Numa competição de kambu sandai, os lutadores começam com os pés sobre o círculo branco e, a um comando do árbitro central, iniciam o combate, que deve ocorrer dentro da zona de combate. Pisar voluntariamente na zona de advertência gera, bem, uma advertência, mas cair lá em decorrência de um movimento ou ser empurrado para lá pelo adversário não resulta em nada, a não ser uma advertência para o adversário, dependendo do caso. Um golpe que comece na zona de combate mas termine na zona de advertência pode ser considerado válido, dependendo da forma como foi executado. Uma luta de kambu sandai é oficiada por um árbitro central, que fica dentro da área de luta com os lutadores; uma mesa, posicionada à direita do canto azul, que controla o tempo e anota os pontos e faltas; e um painel de cinco jurados, dois posicionados à esquerda do canto vermelho, dois à esquerda do azul, e um à direita do vermelho, que conferem os pontos aos lutadores.
Uma luta de kambu sandai é disputada em melhor de três rounds de três minutos cada. A cada round a pontuação é zerada; se o mesmo lutador ganhar os dois primeiros rounds, ele é declarado vencedor da luta, mas, se cada lutador ganhar um round, é disputado um terceiro, com aquele que ganhar o terceiro round sendo o vencedor. Tocar o oponente sem força vale 1 ponto, golpes com força efetuados com o lutador mantendo pelo menos um pé no chão valem 2 pontos, e golpes efetuados com o lutador no ar, ou seja, com os dois pés fora do chão, valem 3 pontos. As áreas válidas para o lutador acertar com o bam são peito, ombros, braços, barriga, costelas, coxas, canelas e pés; acertar o bam do oponente não vale pontos, mas também não é falta, enquanto acertar uma área proibida, como cabeça, pescoço, costas, mãos ou virilha pode resultar em ponto para o adversário ou desclassificação - assim como usar golpes inválidos ou ter conduta antidesportiva.

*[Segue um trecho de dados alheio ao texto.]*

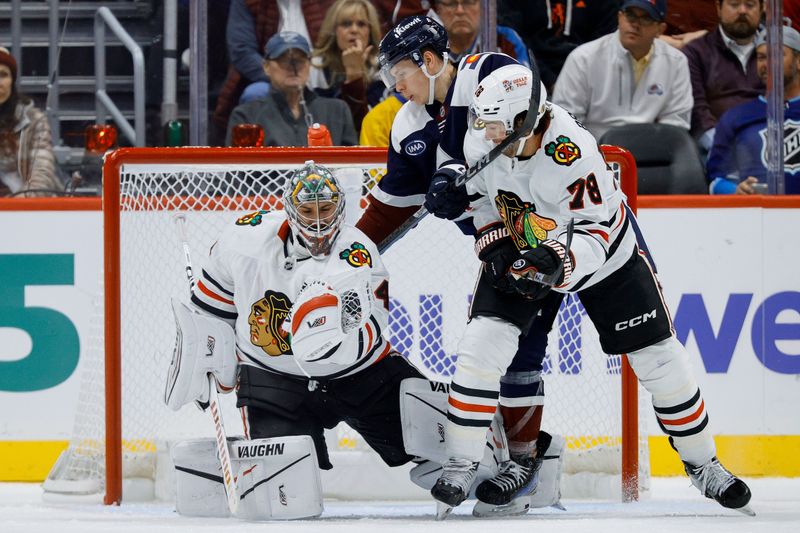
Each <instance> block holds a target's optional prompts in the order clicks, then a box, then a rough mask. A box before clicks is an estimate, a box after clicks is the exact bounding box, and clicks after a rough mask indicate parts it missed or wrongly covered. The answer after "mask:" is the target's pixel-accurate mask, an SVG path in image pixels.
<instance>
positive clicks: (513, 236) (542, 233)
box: [494, 190, 558, 250]
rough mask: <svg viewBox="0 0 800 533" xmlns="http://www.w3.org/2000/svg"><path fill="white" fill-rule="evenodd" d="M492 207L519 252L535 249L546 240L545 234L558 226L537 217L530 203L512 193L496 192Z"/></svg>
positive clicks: (546, 220)
mask: <svg viewBox="0 0 800 533" xmlns="http://www.w3.org/2000/svg"><path fill="white" fill-rule="evenodd" d="M494 205H495V207H496V208H497V212H498V213H500V218H501V219H503V224H504V225H505V227H506V229H507V230H508V234H509V235H511V238H512V239H514V244H515V245H516V247H517V248H519V249H520V250H525V249H529V248H536V247H537V246H539V243H540V242H541V241H543V240H545V239H546V238H547V232H548V231H553V230H554V229H556V227H557V226H558V225H557V224H556V222H555V220H553V219H551V218H545V217H541V216H539V215H537V214H536V206H535V205H534V204H533V203H532V202H523V201H522V200H521V199H520V197H519V196H517V195H516V194H514V193H513V192H509V191H503V190H498V191H497V196H496V197H495V199H494Z"/></svg>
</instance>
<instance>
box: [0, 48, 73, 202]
mask: <svg viewBox="0 0 800 533" xmlns="http://www.w3.org/2000/svg"><path fill="white" fill-rule="evenodd" d="M63 189H64V187H63V185H62V184H61V181H60V180H59V179H58V177H57V174H56V167H55V157H54V156H53V140H52V137H51V134H50V125H49V124H48V122H47V117H45V115H44V113H42V112H41V111H40V110H39V109H38V108H37V107H35V106H34V105H33V101H32V100H31V99H30V98H29V97H27V96H25V95H23V94H20V93H19V91H18V89H17V61H16V59H14V56H12V55H11V54H10V53H9V51H8V49H6V48H1V47H0V195H2V196H6V195H13V196H26V197H31V196H54V195H57V194H58V193H60V192H61V191H62V190H63Z"/></svg>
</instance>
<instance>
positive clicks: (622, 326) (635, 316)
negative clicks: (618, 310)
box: [614, 309, 656, 331]
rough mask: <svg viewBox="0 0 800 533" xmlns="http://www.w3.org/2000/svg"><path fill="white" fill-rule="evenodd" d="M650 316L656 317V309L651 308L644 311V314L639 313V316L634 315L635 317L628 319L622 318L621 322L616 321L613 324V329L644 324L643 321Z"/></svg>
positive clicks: (629, 327)
mask: <svg viewBox="0 0 800 533" xmlns="http://www.w3.org/2000/svg"><path fill="white" fill-rule="evenodd" d="M651 318H652V319H655V318H656V310H655V309H653V310H652V311H650V312H649V313H645V314H643V315H640V316H635V317H633V318H631V319H630V320H623V321H622V322H617V323H616V324H615V325H614V329H615V330H617V331H622V330H623V329H628V328H635V327H636V326H639V325H641V324H644V323H645V322H647V321H648V320H649V319H651Z"/></svg>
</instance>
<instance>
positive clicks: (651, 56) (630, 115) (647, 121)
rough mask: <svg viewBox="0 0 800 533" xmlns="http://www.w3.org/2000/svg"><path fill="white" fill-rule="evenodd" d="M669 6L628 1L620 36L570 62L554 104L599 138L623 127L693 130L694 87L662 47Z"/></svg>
mask: <svg viewBox="0 0 800 533" xmlns="http://www.w3.org/2000/svg"><path fill="white" fill-rule="evenodd" d="M665 10H666V2H665V0H624V1H623V2H622V10H621V11H620V12H619V13H618V15H617V21H618V24H619V30H618V31H616V32H614V33H611V34H609V35H606V36H604V37H600V38H599V39H595V40H594V41H591V42H589V43H586V44H584V45H581V46H579V47H578V48H576V49H575V50H574V51H573V52H572V53H571V54H570V55H569V57H567V62H566V63H565V64H564V68H563V69H562V70H561V74H560V75H559V77H558V80H557V81H556V86H555V91H554V93H553V102H555V103H556V104H558V105H560V106H562V107H564V108H565V109H567V110H569V111H570V112H572V113H573V114H574V115H575V116H576V117H577V118H578V120H579V121H581V122H583V124H584V126H586V128H587V129H588V130H589V131H591V132H592V134H593V135H594V136H595V137H598V138H599V137H601V136H602V135H603V133H605V132H606V130H608V129H609V128H613V127H615V126H622V125H625V124H642V123H651V122H659V123H663V124H672V125H673V126H678V127H681V128H685V129H687V130H688V129H689V118H690V115H691V111H692V87H691V84H690V83H689V67H688V65H687V64H686V57H685V56H684V55H683V54H682V53H680V52H679V51H678V50H676V49H674V48H672V47H671V46H669V45H668V44H666V43H664V42H662V41H660V40H659V39H658V36H659V35H661V32H663V31H664V27H665V24H664V15H665Z"/></svg>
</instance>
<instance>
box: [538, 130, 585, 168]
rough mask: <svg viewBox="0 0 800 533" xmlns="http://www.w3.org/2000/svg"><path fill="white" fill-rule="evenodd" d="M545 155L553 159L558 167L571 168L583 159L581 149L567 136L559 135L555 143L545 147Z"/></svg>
mask: <svg viewBox="0 0 800 533" xmlns="http://www.w3.org/2000/svg"><path fill="white" fill-rule="evenodd" d="M544 153H546V154H547V155H549V156H550V157H552V158H553V161H555V162H556V164H557V165H564V166H570V165H571V164H572V163H574V162H575V160H576V159H579V158H580V157H581V149H580V148H578V145H577V144H575V143H574V142H572V141H571V140H570V138H569V137H567V136H566V135H559V136H558V137H556V140H555V141H554V142H549V143H547V145H546V146H545V147H544Z"/></svg>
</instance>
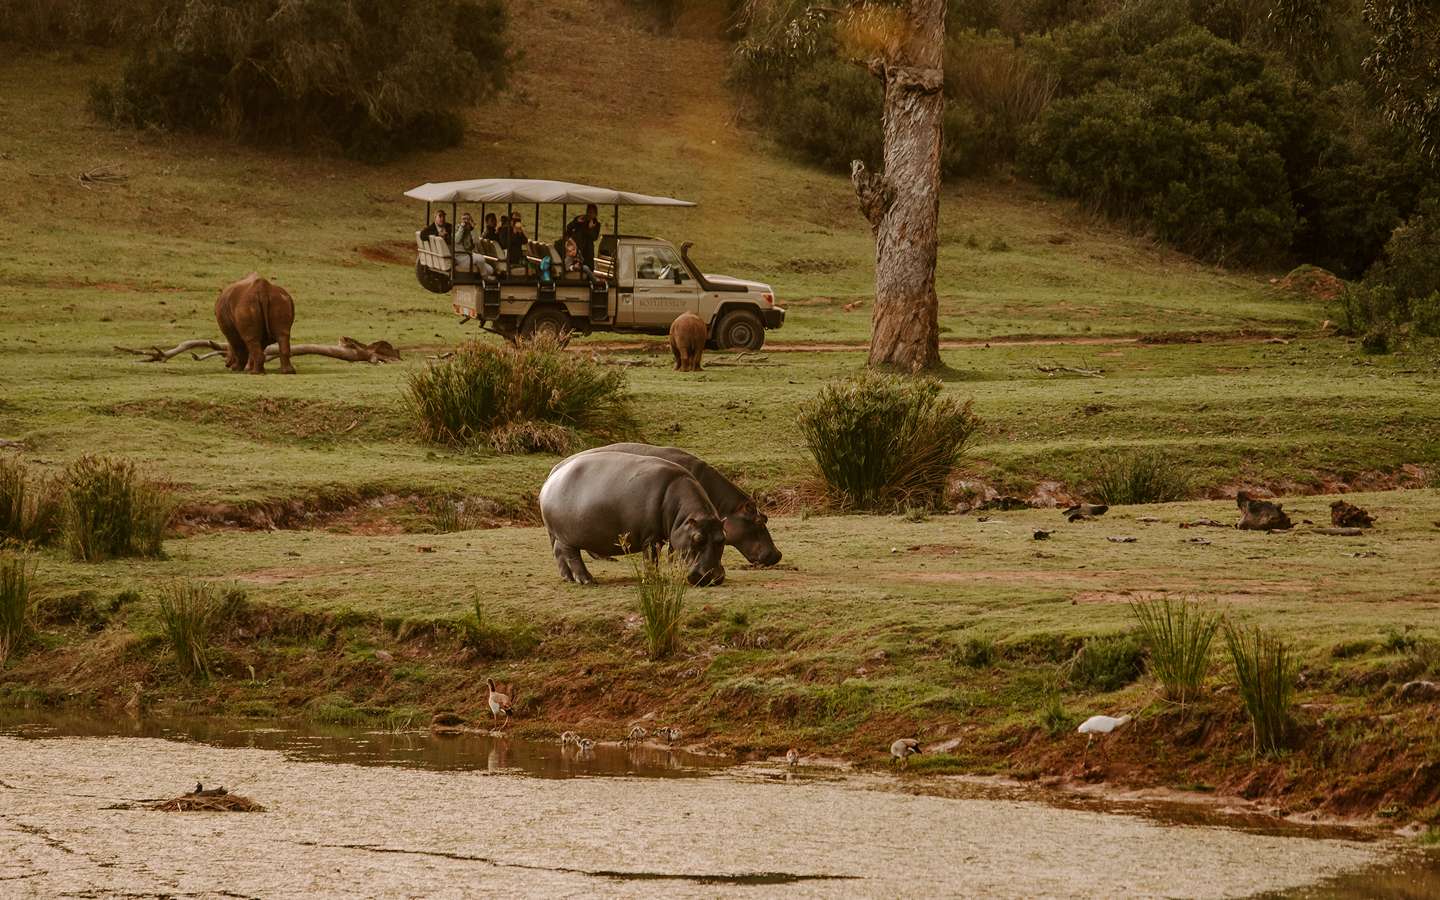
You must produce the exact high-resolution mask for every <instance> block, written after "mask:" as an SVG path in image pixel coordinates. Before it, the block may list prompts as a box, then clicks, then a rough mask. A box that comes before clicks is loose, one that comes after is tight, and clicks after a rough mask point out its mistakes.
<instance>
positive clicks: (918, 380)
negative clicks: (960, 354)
mask: <svg viewBox="0 0 1440 900" xmlns="http://www.w3.org/2000/svg"><path fill="white" fill-rule="evenodd" d="M978 428H979V419H978V418H975V415H973V413H972V412H971V405H969V402H960V400H958V399H955V397H943V396H940V383H939V382H936V380H932V379H912V377H904V376H887V374H876V373H871V372H865V373H863V374H858V376H854V377H850V379H845V380H840V382H832V383H829V384H827V386H825V387H822V389H821V392H819V393H818V395H816V396H815V399H812V400H811V402H809V403H806V405H805V406H804V408H802V409H801V431H802V432H804V435H805V444H806V446H809V451H811V454H812V455H814V456H815V462H816V465H818V467H819V474H821V477H822V478H824V481H825V485H827V487H828V488H829V491H831V494H832V497H834V500H835V501H837V503H840V504H841V505H842V507H847V508H857V510H877V511H884V513H890V511H894V510H899V508H904V507H933V505H937V504H939V503H940V501H942V500H943V498H945V487H946V482H948V481H949V477H950V474H952V472H953V471H955V467H956V465H959V461H960V455H962V454H963V452H965V446H966V444H969V441H971V438H972V436H973V435H975V431H976V429H978Z"/></svg>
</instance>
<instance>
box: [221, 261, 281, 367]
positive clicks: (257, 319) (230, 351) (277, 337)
mask: <svg viewBox="0 0 1440 900" xmlns="http://www.w3.org/2000/svg"><path fill="white" fill-rule="evenodd" d="M215 321H216V324H219V325H220V331H222V333H223V334H225V340H226V343H228V344H229V346H230V350H229V353H226V354H225V366H226V367H228V369H232V370H235V372H240V370H245V372H249V373H251V374H265V348H266V347H269V346H271V344H272V343H274V344H279V370H281V372H282V373H284V374H295V367H294V366H291V364H289V328H291V325H294V324H295V300H294V298H292V297H291V295H289V292H288V291H287V289H285V288H282V287H279V285H278V284H271V282H269V281H266V279H264V278H261V276H259V275H258V274H255V272H251V274H249V275H246V276H245V278H242V279H240V281H236V282H235V284H232V285H230V287H228V288H225V289H223V291H220V297H219V298H216V301H215Z"/></svg>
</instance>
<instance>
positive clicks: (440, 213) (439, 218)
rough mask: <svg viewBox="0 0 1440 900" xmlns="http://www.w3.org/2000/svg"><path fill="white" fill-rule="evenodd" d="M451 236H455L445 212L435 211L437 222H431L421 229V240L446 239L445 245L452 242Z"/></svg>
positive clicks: (443, 210)
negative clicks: (446, 216) (437, 238)
mask: <svg viewBox="0 0 1440 900" xmlns="http://www.w3.org/2000/svg"><path fill="white" fill-rule="evenodd" d="M451 235H454V230H452V226H451V223H449V222H446V220H445V210H444V209H438V210H435V222H431V223H429V225H426V226H425V228H422V229H420V240H429V239H431V238H444V239H445V243H449V242H451Z"/></svg>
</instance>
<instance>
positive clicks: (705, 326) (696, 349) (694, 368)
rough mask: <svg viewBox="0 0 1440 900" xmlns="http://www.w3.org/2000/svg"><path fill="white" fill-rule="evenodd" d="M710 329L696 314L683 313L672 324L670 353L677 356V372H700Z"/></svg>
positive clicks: (670, 335) (687, 312)
mask: <svg viewBox="0 0 1440 900" xmlns="http://www.w3.org/2000/svg"><path fill="white" fill-rule="evenodd" d="M707 340H710V328H706V323H704V320H703V318H700V317H698V315H696V314H694V312H681V314H680V317H677V318H675V321H672V323H670V351H671V353H672V354H674V356H675V372H700V370H701V369H703V366H700V359H701V357H703V356H704V354H706V341H707Z"/></svg>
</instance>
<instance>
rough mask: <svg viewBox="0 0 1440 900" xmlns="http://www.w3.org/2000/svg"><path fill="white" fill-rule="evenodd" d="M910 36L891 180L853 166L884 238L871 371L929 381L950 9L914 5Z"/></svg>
mask: <svg viewBox="0 0 1440 900" xmlns="http://www.w3.org/2000/svg"><path fill="white" fill-rule="evenodd" d="M909 26H910V27H909V32H907V33H906V36H904V39H903V42H901V45H900V49H899V53H896V56H894V58H893V59H887V60H876V62H873V63H871V71H874V72H876V73H877V75H880V78H881V79H884V85H886V107H884V130H886V171H884V174H874V173H870V171H865V166H864V163H861V161H858V160H857V161H855V163H852V164H851V180H852V181H854V183H855V194H857V196H858V197H860V207H861V212H864V215H865V219H868V220H870V226H871V229H873V230H874V233H876V307H874V314H873V317H871V336H870V364H871V366H893V367H896V369H900V370H903V372H920V370H923V369H932V367H935V366H939V364H940V324H939V302H937V301H936V297H935V258H936V248H937V245H939V235H937V229H939V222H940V117H942V114H943V112H945V96H943V95H942V92H940V88H942V86H943V78H945V72H943V50H945V0H910V3H909Z"/></svg>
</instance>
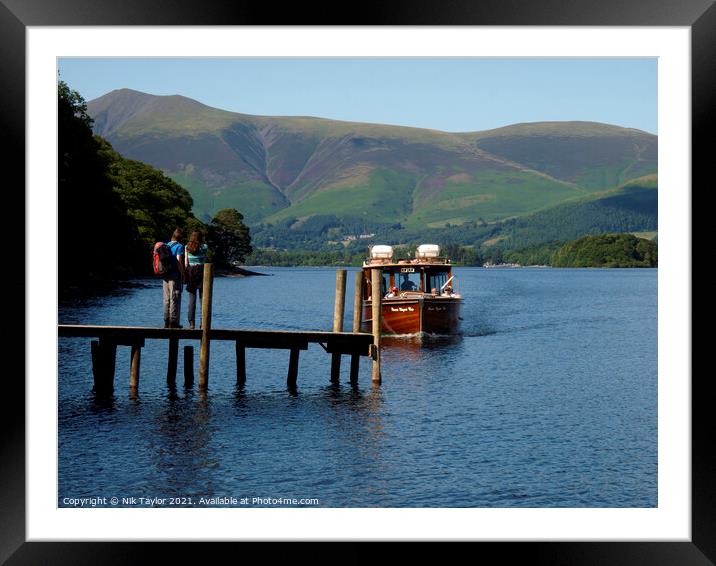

Já para o thanithiramai é traçada na área de luta apenas o círculo branco, mas a área de competição efetiva tem apenas 9 x 9 m, com o 1 m restante sendo de cor vermelha e representando a zona proibida. Os competidores começam dentro do círculo branco, e devem fazer sua apresentação sem tocar a zona proibida, pois isso resulta em perda de pontos. Eles serão avaliados por um painel de cinco jurados, todos posicionados à direita do canto vermelho - de frente com a mesa, que controla o tempo e anota as pontuações dos lutadores, posicionada à direita do canto azul. Nas modalidades individuais cada competidor terá 2 minutos para se apresentar, e, nas de duplas e trios, cada conjunto terá 3 minutos, em todos os casos recebendo notas por realizar corretamente os movimentos obrigatórios, pela beleza plástica dos elementos opcionais, pela transição fluida entre um movimento e outro, e pela aplicabilidade dos movimentos apresentados em uma situação real de combate.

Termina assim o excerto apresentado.